Insurer Was Not Prejudiced by Insured’s Failure to Cooperate
Applying Maryland law, the United States District Court for the District of Maryland has held that an insurer was required to satisfy an underlying judgment because its insured’s failure to cooperate did not prejudice the insurer’s ability to defend. Mora v. Lancet Indem. Risk Retention Group, Inc., 2017 WL 4618461 (D. Md. Oct. 16, 2017).
A former patient suffered a fatal heart attack after receiving treatment at the insured, an urgent-care facility. The former patient’s family sued the insured and the acting doctor for medical malpractice. The insurer immediately retained legal counsel for both the insured and the doctor, who constituted an additional insured under the policy. However, the doctor never responded to either the insurer’s attempts to contact him or to defense counsel’s requests for consent to represent him. Citing a policy provision that allowed the insurer to void the policy in the event an insured’s failure to cooperate prejudiced the insurer’s ability to defend the claim, the insurer withdrew the defense for both the insured and the doctor. A judgment was ultimately rendered against the insured and the doctor in the underlying action for $2.56 million. The former patient’s family then filed a declaratory judgment action against the insurer, seeking a declaration that the insurer was required to satisfy the underlying judgment. The insurer filed a counterclaim and sought a declaration that the insuring agreement was void because the doctor had failed to comply with the policy’s cooperation provisions.
The court ruled that, because the doctor’s breach of the cooperation clause did not prejudice the insurer, the insurer was required to satisfy the underlying judgment. Because the policy did not define the term “prejudice,” the court looked to how the state legislature had defined the term “actual prejudice” in a notice-prejudice statute. Applying that definition, the court determined that an insurer suffers prejudice only if an insured’s willful conduct has or may reasonably have precluded the insurer from establishing a legitimate jury issue as to the insured’s liability.

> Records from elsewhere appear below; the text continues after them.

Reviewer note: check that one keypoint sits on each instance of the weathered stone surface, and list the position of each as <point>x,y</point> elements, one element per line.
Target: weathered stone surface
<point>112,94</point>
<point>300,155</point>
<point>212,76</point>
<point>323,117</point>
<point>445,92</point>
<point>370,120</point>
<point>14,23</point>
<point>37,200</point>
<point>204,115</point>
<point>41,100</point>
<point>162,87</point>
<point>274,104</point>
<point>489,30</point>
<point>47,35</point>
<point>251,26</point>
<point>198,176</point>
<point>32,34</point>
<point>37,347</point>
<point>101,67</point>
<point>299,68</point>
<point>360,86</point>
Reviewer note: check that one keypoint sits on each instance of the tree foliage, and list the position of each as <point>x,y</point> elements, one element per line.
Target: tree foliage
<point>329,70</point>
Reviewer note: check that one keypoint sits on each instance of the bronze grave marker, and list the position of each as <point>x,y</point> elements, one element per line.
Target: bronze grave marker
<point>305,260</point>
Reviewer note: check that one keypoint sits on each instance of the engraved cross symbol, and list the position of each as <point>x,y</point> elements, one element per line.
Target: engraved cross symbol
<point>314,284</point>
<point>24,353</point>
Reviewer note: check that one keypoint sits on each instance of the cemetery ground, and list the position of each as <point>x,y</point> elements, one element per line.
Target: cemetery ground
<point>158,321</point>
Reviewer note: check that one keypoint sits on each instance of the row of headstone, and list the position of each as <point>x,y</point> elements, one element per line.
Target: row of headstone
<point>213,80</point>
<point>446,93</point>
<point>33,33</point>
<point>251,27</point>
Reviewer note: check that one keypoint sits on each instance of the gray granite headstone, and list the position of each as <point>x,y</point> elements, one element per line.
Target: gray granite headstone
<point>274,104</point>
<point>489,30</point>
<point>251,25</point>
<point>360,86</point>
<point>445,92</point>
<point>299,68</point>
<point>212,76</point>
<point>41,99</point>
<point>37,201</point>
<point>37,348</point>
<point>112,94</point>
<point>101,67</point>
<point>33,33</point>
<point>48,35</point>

As applied to the facts, the court held that the insurer had failed to meet its burden of proof regarding whether it had suffered prejudice. In so holding, the court rejected the insurer’s arguments that it was prejudiced by the doctor’s absence from the outset of the case. The court explained that, because the insurer had a duty to defend, defense counsel appointed by the insurer had an obligation to defend despite the doctors’ failure to cooperate. The court pointed to the policy’s language, which allowed the insurer to defend claims even in the absence of the insured’s consent. The court thus determined that the insurer had prejudiced itself when it chose not to defend the action from the outset. Accordingly, any arguments that the doctors’ absence might have harmed the insurer were, in the court’s view, merely hypothetical or speculative because the insurer refused to defend the claim at all.